The initial deal saw ZNS pay $30,920 per month, or close to $372,000 per annum, for a one-year deal. After the Christie government took office in May 2012, Centrex alleged that the lease agreement was renewed for three years at a lesser rate of $26,400 per month.
"As a result of BCB failing to renew their contract at the expiration of the term ending December 31, 2015, the monthly rate increased to $33,000 per month, which was the applicable rate for a month-to-month agreement without a longer-term contract," Centrex alleged.
"In e-mails between the parties on or about February 9, 2016, Centrex presented various terms and payment options that BCB could choose from including a three-year term at $24,200 per month and a five-year term at $22,600 per month" or $271,200 annually.
ZNS ultimately opted for the longer term five-year deal at a lower rate, agreeing that it be retroactive to January 1, 2016, and last until December 31, 2020. The agreement was signed by Mr Lightbourn's successor, Diana Swann, but Centrex alleged that the first sign of impending problems came in late summer 2018.
"On September 3, 2018, the current general manager of the Broadcasting Corporation of The Bahamas, Kayleaser Deveaux-Isaacs, sent an e-mail to Centrex with a letter dated August 31, 2018, advising Centrex that BCB intended to end its contract for satellite services 'effective November 30, 2018', citing budget cuts," the lawsuit alleges.
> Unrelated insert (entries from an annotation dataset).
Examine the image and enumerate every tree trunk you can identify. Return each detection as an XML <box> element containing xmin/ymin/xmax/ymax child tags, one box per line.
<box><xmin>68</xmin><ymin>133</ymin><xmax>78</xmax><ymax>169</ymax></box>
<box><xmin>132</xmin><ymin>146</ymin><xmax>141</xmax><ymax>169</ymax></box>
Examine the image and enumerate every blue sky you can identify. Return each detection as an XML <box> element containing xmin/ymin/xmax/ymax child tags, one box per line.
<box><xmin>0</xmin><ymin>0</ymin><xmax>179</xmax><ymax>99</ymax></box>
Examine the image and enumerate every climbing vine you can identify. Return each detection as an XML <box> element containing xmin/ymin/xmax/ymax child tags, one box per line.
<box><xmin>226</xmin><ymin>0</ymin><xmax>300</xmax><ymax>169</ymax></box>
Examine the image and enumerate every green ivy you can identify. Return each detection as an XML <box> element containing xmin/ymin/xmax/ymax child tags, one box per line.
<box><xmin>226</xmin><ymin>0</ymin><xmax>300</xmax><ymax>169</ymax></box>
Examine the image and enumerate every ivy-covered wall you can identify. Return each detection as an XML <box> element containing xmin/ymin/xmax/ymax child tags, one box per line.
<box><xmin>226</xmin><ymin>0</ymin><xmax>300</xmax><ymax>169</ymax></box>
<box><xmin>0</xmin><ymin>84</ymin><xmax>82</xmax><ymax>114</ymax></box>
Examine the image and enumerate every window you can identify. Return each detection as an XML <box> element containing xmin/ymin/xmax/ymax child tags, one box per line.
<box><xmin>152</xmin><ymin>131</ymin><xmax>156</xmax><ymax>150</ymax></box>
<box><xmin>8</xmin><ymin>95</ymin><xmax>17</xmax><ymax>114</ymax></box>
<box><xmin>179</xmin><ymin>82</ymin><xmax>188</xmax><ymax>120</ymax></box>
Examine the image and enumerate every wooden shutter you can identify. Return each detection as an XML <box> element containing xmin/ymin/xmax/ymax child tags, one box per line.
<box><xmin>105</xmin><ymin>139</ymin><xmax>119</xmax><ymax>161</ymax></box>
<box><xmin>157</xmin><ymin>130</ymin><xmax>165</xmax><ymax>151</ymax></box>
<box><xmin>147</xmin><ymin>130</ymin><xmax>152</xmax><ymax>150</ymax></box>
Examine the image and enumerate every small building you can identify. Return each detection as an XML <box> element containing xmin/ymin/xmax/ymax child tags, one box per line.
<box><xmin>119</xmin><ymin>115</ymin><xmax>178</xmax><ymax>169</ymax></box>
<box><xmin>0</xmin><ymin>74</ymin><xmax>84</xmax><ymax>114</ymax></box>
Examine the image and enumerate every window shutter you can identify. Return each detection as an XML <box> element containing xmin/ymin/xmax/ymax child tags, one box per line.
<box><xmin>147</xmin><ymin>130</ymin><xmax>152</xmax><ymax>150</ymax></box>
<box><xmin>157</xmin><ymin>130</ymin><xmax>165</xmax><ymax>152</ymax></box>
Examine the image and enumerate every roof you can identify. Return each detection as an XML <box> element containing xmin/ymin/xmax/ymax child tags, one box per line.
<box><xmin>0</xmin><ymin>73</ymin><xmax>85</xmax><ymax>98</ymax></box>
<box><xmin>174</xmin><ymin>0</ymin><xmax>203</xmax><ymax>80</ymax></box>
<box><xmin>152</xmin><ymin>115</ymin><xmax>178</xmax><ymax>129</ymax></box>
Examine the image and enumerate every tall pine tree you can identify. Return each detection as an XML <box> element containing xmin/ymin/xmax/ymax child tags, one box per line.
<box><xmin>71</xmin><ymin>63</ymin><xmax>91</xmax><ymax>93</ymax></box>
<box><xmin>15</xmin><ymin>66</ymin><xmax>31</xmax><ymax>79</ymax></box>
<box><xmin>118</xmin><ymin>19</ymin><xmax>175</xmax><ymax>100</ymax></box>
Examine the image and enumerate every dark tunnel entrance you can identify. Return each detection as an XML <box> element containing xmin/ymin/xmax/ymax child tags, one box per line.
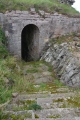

"On September 4, 2018, Centrex sent an e-mail in response reminding BCB that the amount of $22,600 was still due and payable each month through the end of the current term on December 31, 2020."
BCB allegedly failed to make the payments due in October and November 2018, resulting in Centrex' attorneys sending it a "notice of termination" and demanding it pay in full the outstanding $587,600 balance due under the contract till year-end 2020.
The US company claimed ZNS' parent made two more monthly payments following receipt of the notice, the last of which was received on New Year's Eve 2018. No payment was made for January, which was due in advance on December 15, 2018, despite the BCB allegedly promising it "intended to continue making monthly payments 'until further notice'."
Centrex replied to the BCB on January 3, 2019, arguing that the two payments "did not cure the default" but offering to reinstate the contract if it received what was outstanding by mid-month along with a promise to resume timely payments until the contract's end.
"BCB never made any further payments, nor did they reaffirm the agreement or comply with any of the other demands made by Centrex," the US firm alleged. "As a direct result of defendant's breach of their contractual duties and obligations, Centrex has actually been damaged in an amount not less than $542,400."
Centrex's lawsuit makes clear why it may be especially eager to pursue its claim. For it reveals that it is a 'middle man' or broker for ZNS, as it actually leases the latter's satellite capacity on its behalf from another company, New Skies Satellites BV.
Centrex itself is locked into the lease deal with New Skies until December 31, 2020, making it imperative for the New York company to obtain payment from ZNS otherwise it will be forced to cough up itself.
Comments
Well_mudda_take_sic 5 years, 7 months ago
Which local PLP aligned muck-a-muck was on the gravy train behind the generously padded Centrex satellite contract? And which local FNM aligned muck-a-muck got on the new gravy train of the next generously padded satellite contract after Centrex was wrongfully terminated?
Yep, this is precisely how the tax dollars of honest hard working taxpayers are squandered with each change of government. The incoming government doesn't even wait for existing contracts to expire anymore. They just get wrongfully terminated no matter the cost so that the next muck-a-muck aligned with the incoming government can hop on an altogether new gravy train.
DDK 5 years, 7 months ago
This is what happens when our greedy, globally green politicians play with the big boys! It ain't pretty!